Zeno smiled and continued, expecting the students to adopt his enthusiasm and commitment. ‘We will drive south-east from Addis to Mojo and then Nazret. Then we’ll take a track to Sodere, so that you can see the settlements in the Awash River Valley. If reports of the roads to Asela and to Kofele are satisfactory, we’ll explore the villages below the Bada Ridge.’
These names and places were just dots on a map to the students. A yawning gap existed between Zeno’s life experiences and those of the bright but inexperienced students. He didn’t expect them to bridge it in a few short weeks but wanted them to become involved with village people. He wondered whether any of them had the passion and commitment he expected.
‘Our goal is to reach Jinka, the main town in the lower Omo. We’ll stay there and, if time permits, we’ll visit the small Hamar towns of Turmi and possibly Dimeka, on the border of the Hamar and Banna tribes. There you’ll experience the tribal markets.’ Zeno’s face lit up with enthusiasm. ‘You will find all these places on the maps in your fieldwork packs. We’ll be away for three weeks.’
Louise hoped that Zeno Wolde would support her, introduce her to significant people and help find references for her writing, so she could return to London and Adelaide as an ambassador for some of the poorest but most resilient people in Africa.

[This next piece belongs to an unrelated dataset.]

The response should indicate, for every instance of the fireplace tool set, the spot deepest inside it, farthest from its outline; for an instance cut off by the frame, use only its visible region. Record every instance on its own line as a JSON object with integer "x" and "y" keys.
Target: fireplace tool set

She recalled that Ambassador, in its original English definition, was: a messenger sent on a mission to represent a country or people. Was this what Zeno Wolde expected of his students? Would Louise Davitt, Carmen Smith or even Bassam Hashoud become messengers in their writing and advocacy?
Driving South
IT WOULD TAKE six or seven hours to reach their campsite just south of Sodore. Five people in the first 4WD were Abebe the driver and camp cook, Louise, Carmen, Horst from Hamburg, and Zeno. Degu, a part-time driver, drove the second 4WD containing four more students. The loaded vehicles moved at varying speeds as they wound through early morning Addis traffic. Abebe sounded the horn continually to avoid donkeys, horses, goats, pedestrians and other vehicles.
Then they reached the open road and dusty plains which sloped away to gaunt etched hills above Debre Zeyit. Even farmers less than a hundred miles from Addis struggled to harvest meagre, shrivelled crops. Louise stared at the barren and often stony landscape, noticing every bend in the road, every small child herding goats, every field and distant village. Although she’d read about rural Ethiopia, she now realised the scale of the country could be overwhelming. The riddle of Ethiopia’s splendour, harshness, deprivation and opportunity was before her.
‘And here we are, less than two hours drive from Addis, and we see all this,’ she said to Carmen.
‘It’s bad enough when you read about famine in the papers, but when you come face to face with drought and such obvious poverty,’ Carmen said, ‘that really brings it home to you. It’s like being reminded of Dimbleby’s BBC documentary at Korem in Tigray all over again. Remember that?’
‘Yes, most people who saw the film thought starvation just happened in a faraway country.’ Louise was realistic.
As they drove they watched the early morning sun glow on hillsides and nearby mountains, on the narrow dusty roads in need of repair, on fields with acacia bushes, stunted trees and savannah grass. They saw smoke from distant villages rising in columns. Zeno told them stories in clear accented English, punctuated with Oromo and Amharic names of places and people. Louise, Carmen and Horst listened, captivated by his zest as, with a flourish of his hands, he related the life and history of the landscape and its people.
Louise whispered to Carmen, ‘If you wanted to choose an Ethiopian tour guide, no one could be better than Zeno Wolde. Aren’t we lucky?’
They gazed at fields with heaped stones, thorn bushes, drooping crops and distant farm workers harvesting maize and sorghum. Louise stared, trying to absorb the glare, the delight and also the harshness of a farmer’s day. She wondered whether they would continue farming as their forebears had done, and just accept drought, either surviving their short harsh life or dying where they worked.